"KURIER"-Kommentar von Anneliese Rohrer: "Politisches Leitmotiv: Hinter mir die Sintflut"

Verantwortung wiegt leicht, die Verletzung von Vertrauen jedoch schwer.

Wien (OTS) - Das Phänomen ist nicht neu, hat sich aber selten zuvor so drastisch manifestiert: Politiker, einmal aus dem Amt geschieden, können locker die Verantwortung für falsche Entscheidungen und Handlungen übernehmen. Sie müssen nicht befürchten, je dafür zur Rechenschaft gezogen zu werden.
Zwei aktuelle Beispiele: Plötzlich sehen sich jene Kindergeld-Bezieher, die einst auf das Wort der beiden Sozialminister Herbert Haupt und Ursula Haubner vertrauten, dass Nebenverdienste nicht kontrolliert werden, von Rückzahlungen bedroht. Jenen Pflegegeld-Beziehern oder deren Angehörigen, die sich nun auf das Wort von Sozialminister Erwin Buchinger verlassen, dass die 5000-Euro-Vermögensgrenze nicht überprüft wird, könnte in ein paar Jahren ein böses Erwachen drohen.
Wenn sich nämlich herausstellen sollte, dass ein gewisser Prozentsatz der Betroffenen den Vertrauensgrundsatz bei ihren Angaben zu extensiv ausgelegt hat, wird mit Sicherheit der Ruf nach Rückzahlung der Pflege-Förderung erschallen. Man kann sich jetzt schon den Pallawatsch und die endlose Diskussion ausmalen: Wer wird zur Rückzahlung verpflichtet sein? Kann sich der Staat von den Erben das Geld holen? Wer hat den Vertrauensgrundsatz verletzt: Die Politiker oder die Bürger? Ähnlich der jetzigen Kindergeld-Debatte!
Dann wird Buchinger aber vielleicht nicht mehr Minister sein.
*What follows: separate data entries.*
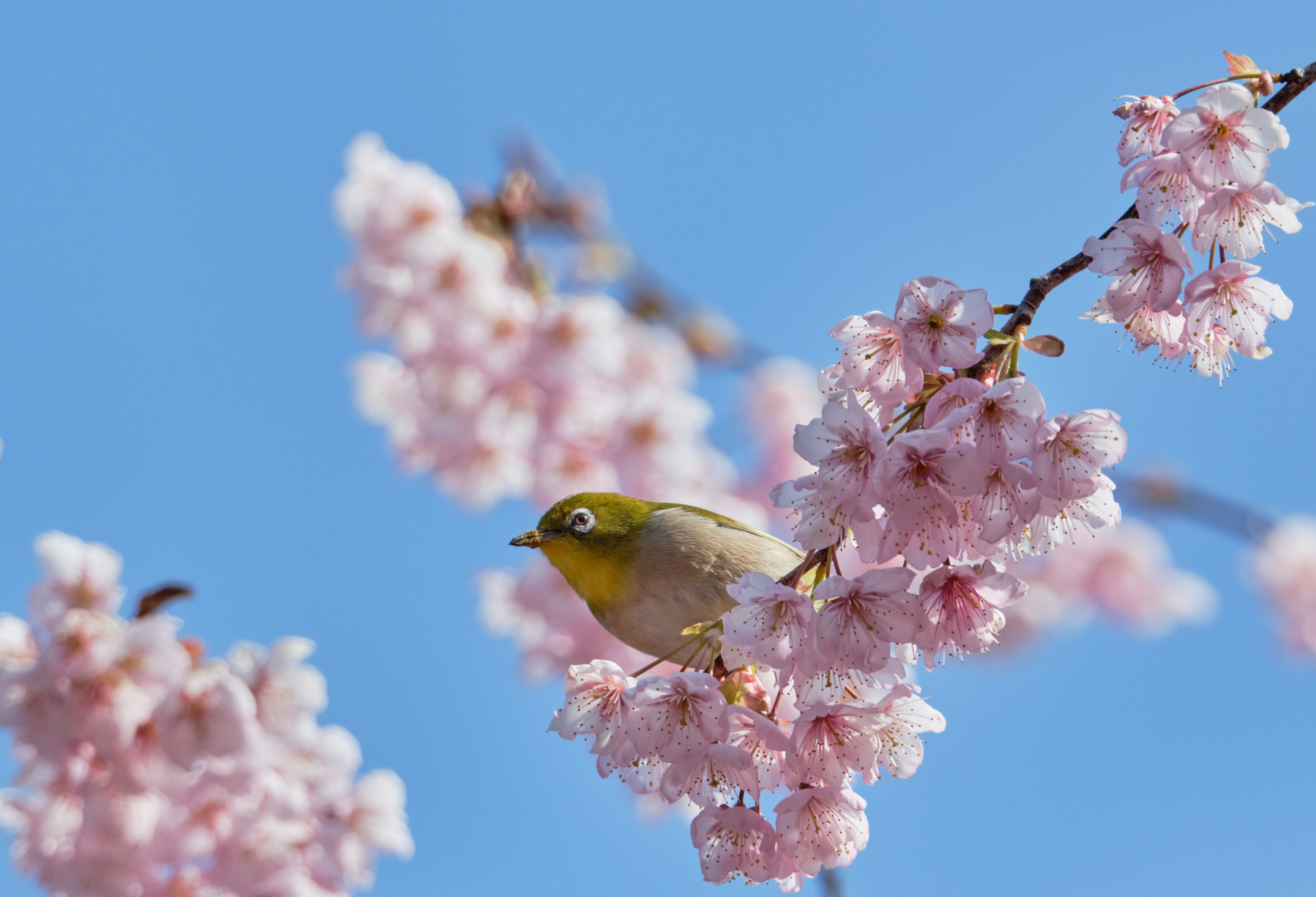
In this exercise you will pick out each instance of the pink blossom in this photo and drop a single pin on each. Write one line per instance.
(712, 778)
(1006, 419)
(735, 841)
(386, 198)
(594, 705)
(962, 605)
(1244, 306)
(208, 717)
(823, 519)
(899, 750)
(874, 357)
(17, 646)
(1283, 564)
(289, 695)
(1127, 575)
(833, 739)
(860, 618)
(1059, 521)
(822, 828)
(1236, 219)
(1072, 450)
(1148, 266)
(1164, 188)
(1211, 352)
(110, 717)
(941, 323)
(377, 817)
(78, 575)
(642, 774)
(675, 717)
(770, 625)
(1226, 139)
(847, 446)
(1148, 118)
(1010, 502)
(954, 396)
(764, 741)
(918, 485)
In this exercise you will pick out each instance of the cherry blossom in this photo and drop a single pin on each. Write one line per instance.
(1148, 118)
(918, 484)
(860, 618)
(847, 446)
(1072, 450)
(1006, 418)
(1226, 139)
(594, 705)
(874, 359)
(1236, 219)
(899, 750)
(1127, 575)
(735, 841)
(675, 717)
(941, 322)
(964, 608)
(78, 575)
(1283, 564)
(822, 828)
(772, 623)
(1148, 266)
(764, 741)
(712, 778)
(957, 394)
(150, 770)
(1164, 188)
(1242, 303)
(823, 519)
(835, 739)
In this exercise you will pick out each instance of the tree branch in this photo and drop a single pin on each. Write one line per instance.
(1295, 82)
(1165, 493)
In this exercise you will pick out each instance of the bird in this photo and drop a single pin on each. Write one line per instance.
(649, 571)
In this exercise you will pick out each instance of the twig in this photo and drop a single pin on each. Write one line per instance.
(1295, 82)
(1165, 493)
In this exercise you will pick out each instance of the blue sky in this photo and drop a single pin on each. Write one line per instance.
(174, 381)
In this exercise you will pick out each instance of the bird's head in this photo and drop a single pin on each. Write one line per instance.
(593, 539)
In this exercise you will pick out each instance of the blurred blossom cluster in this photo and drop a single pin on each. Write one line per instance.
(497, 384)
(928, 488)
(502, 388)
(1123, 575)
(149, 770)
(1205, 181)
(1283, 564)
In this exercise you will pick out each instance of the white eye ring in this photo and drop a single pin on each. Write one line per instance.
(581, 519)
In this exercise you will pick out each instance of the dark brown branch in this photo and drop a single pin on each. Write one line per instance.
(1295, 82)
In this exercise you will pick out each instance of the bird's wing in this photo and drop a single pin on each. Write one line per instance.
(733, 525)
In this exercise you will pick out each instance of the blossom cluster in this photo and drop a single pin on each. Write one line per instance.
(969, 472)
(719, 741)
(149, 770)
(549, 622)
(498, 385)
(1203, 180)
(807, 688)
(1283, 564)
(1124, 575)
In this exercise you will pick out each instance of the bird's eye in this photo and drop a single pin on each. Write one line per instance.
(582, 519)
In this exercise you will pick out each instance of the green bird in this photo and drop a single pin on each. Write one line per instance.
(649, 570)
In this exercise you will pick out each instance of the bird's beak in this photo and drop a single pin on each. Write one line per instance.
(534, 539)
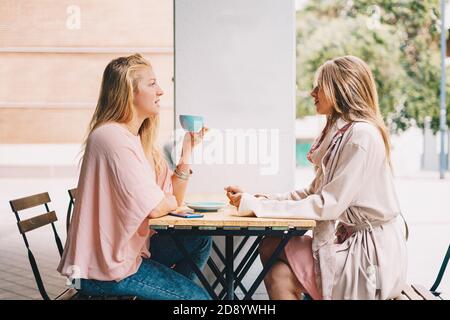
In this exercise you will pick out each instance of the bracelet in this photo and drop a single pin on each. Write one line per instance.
(182, 175)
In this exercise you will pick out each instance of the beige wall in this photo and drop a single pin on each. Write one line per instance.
(50, 74)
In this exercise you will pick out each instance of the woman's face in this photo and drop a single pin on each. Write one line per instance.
(323, 106)
(147, 94)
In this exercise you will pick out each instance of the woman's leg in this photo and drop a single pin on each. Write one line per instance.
(164, 250)
(152, 281)
(281, 282)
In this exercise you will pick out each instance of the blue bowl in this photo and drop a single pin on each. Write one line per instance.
(191, 123)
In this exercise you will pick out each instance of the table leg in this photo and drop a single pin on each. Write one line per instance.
(194, 267)
(268, 266)
(229, 257)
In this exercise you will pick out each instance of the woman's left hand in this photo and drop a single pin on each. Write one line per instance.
(235, 199)
(191, 139)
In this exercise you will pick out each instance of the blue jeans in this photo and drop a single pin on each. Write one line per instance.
(165, 276)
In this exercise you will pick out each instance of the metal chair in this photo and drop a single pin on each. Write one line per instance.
(441, 272)
(49, 217)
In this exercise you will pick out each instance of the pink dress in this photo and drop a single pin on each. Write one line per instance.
(117, 190)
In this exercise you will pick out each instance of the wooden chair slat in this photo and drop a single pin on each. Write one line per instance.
(411, 293)
(426, 295)
(29, 202)
(37, 222)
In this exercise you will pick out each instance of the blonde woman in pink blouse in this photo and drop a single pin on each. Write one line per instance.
(124, 181)
(358, 250)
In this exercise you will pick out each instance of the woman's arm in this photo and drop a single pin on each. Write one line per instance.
(328, 204)
(180, 178)
(167, 204)
(183, 171)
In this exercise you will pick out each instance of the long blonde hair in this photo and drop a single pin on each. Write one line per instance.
(119, 82)
(348, 84)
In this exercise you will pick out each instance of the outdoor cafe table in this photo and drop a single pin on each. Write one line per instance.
(230, 226)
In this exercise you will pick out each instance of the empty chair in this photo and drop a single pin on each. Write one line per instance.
(27, 225)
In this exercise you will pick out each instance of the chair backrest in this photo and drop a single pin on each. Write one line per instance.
(49, 217)
(72, 195)
(441, 272)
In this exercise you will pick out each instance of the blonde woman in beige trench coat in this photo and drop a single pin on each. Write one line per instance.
(358, 249)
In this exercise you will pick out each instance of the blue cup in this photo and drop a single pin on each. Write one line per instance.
(191, 123)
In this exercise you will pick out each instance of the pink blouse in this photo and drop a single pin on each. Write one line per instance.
(117, 190)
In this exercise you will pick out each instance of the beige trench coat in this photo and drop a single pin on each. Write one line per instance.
(353, 187)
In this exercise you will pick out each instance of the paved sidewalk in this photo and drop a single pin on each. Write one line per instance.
(425, 202)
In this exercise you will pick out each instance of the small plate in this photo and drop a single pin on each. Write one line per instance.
(205, 206)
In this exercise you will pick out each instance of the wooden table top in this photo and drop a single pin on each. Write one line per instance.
(226, 219)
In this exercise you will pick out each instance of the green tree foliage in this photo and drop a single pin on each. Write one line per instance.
(398, 39)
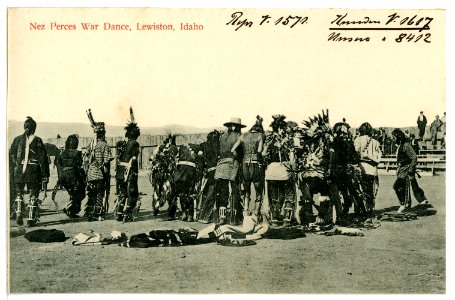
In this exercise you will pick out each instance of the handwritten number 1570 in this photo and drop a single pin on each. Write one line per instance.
(293, 20)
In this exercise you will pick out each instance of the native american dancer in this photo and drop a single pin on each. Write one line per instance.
(29, 166)
(315, 168)
(252, 168)
(343, 175)
(407, 162)
(280, 180)
(72, 175)
(99, 158)
(185, 179)
(227, 174)
(211, 151)
(162, 176)
(370, 154)
(127, 164)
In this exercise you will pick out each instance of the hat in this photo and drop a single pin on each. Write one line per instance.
(132, 130)
(278, 122)
(98, 127)
(235, 121)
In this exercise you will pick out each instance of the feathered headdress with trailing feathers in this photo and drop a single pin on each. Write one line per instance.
(318, 125)
(98, 127)
(132, 130)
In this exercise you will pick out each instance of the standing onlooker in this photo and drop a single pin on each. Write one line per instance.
(421, 124)
(407, 161)
(434, 128)
(30, 166)
(443, 130)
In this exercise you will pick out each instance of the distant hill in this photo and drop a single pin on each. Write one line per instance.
(47, 130)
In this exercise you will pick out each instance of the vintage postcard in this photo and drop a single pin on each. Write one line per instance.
(221, 151)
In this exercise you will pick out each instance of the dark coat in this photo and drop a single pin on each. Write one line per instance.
(38, 162)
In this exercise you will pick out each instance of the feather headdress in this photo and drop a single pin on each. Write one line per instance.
(132, 130)
(318, 124)
(98, 127)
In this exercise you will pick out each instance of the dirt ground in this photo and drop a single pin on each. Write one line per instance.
(397, 257)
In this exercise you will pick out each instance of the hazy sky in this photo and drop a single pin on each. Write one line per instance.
(203, 78)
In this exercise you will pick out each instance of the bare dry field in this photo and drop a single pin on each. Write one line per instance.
(398, 257)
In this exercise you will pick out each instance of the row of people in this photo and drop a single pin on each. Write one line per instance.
(291, 168)
(315, 160)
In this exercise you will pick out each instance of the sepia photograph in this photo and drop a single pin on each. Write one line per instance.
(197, 151)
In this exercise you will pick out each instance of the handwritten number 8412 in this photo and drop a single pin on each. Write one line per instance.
(289, 20)
(409, 37)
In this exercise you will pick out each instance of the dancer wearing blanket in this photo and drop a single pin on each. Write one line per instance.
(211, 150)
(316, 166)
(128, 167)
(252, 167)
(226, 174)
(370, 154)
(99, 157)
(407, 161)
(72, 175)
(280, 182)
(185, 177)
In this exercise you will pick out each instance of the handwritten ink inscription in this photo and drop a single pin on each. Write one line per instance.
(360, 29)
(238, 20)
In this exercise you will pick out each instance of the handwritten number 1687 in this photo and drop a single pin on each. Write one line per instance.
(289, 20)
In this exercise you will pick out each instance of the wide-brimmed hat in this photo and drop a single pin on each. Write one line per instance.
(236, 122)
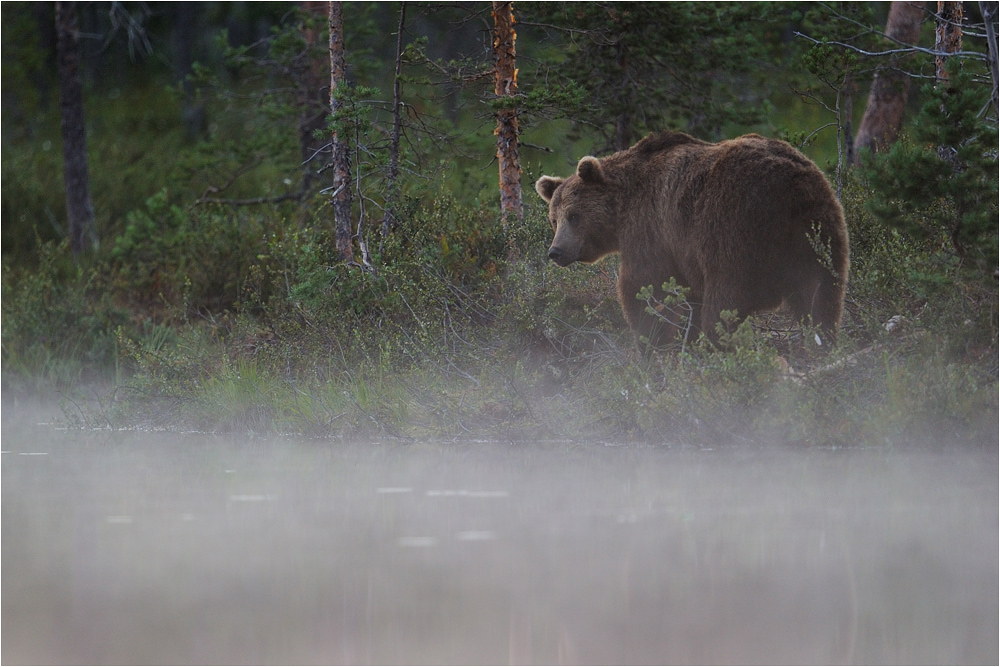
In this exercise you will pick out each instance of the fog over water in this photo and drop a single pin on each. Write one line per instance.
(170, 548)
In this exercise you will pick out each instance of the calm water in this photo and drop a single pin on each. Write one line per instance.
(165, 548)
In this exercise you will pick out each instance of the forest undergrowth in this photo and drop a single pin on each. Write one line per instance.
(463, 331)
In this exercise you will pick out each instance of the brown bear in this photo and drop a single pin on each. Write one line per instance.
(747, 224)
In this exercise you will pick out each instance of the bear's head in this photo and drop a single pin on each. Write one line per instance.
(582, 213)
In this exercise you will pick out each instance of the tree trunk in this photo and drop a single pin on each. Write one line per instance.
(79, 206)
(507, 122)
(989, 11)
(310, 94)
(891, 87)
(185, 33)
(948, 36)
(389, 219)
(341, 152)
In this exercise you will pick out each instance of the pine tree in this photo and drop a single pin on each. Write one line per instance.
(943, 182)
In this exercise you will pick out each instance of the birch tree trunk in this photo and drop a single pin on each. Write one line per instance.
(890, 89)
(948, 36)
(79, 206)
(507, 122)
(340, 149)
(392, 185)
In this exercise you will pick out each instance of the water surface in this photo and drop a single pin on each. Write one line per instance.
(167, 548)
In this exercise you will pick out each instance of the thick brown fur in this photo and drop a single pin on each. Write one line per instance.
(735, 222)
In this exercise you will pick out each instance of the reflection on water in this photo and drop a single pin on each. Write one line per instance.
(138, 548)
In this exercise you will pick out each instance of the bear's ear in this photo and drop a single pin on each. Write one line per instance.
(546, 186)
(590, 170)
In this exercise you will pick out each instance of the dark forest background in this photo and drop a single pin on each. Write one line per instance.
(207, 286)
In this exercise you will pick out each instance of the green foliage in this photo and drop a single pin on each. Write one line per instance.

Wie wird die politische Verantwortung schlagend werden? Gar nicht.
So wie bei Haupt und Haubner.
Das Grundübel scheint zwei Wurzeln zu haben: Erstens denkt die Mehrheit der aktiven Politiker nur in Hier-und-Jetzt-Kategorien. Unter Schwarz-Blau-Orange wollten die beiden Minister von Jörg Haiders Gnaden gut dastehen. Jetzt will sich Buchinger vertrauensvoll geben, großzügig zeigen und populär machen. Was später kommt, ficht ihn nicht an.
Zweitens geht es um eine Ungleichbehandlung von Politikern und Bürgern. Die einen können den Vertrauensgrundsatz straflos verletzen, die anderen nicht.
Es wird viel politischer Schaden angerichtet, wenn die Mehrheit der redlichen Kindergeld-Bezieher und Pflegeförderung-Berechtigten merkt, dass sie eigentlich für dumm verkauft wurde und ihr aus Anständigkeit und Korrektheit Nachteile erwachsen sind.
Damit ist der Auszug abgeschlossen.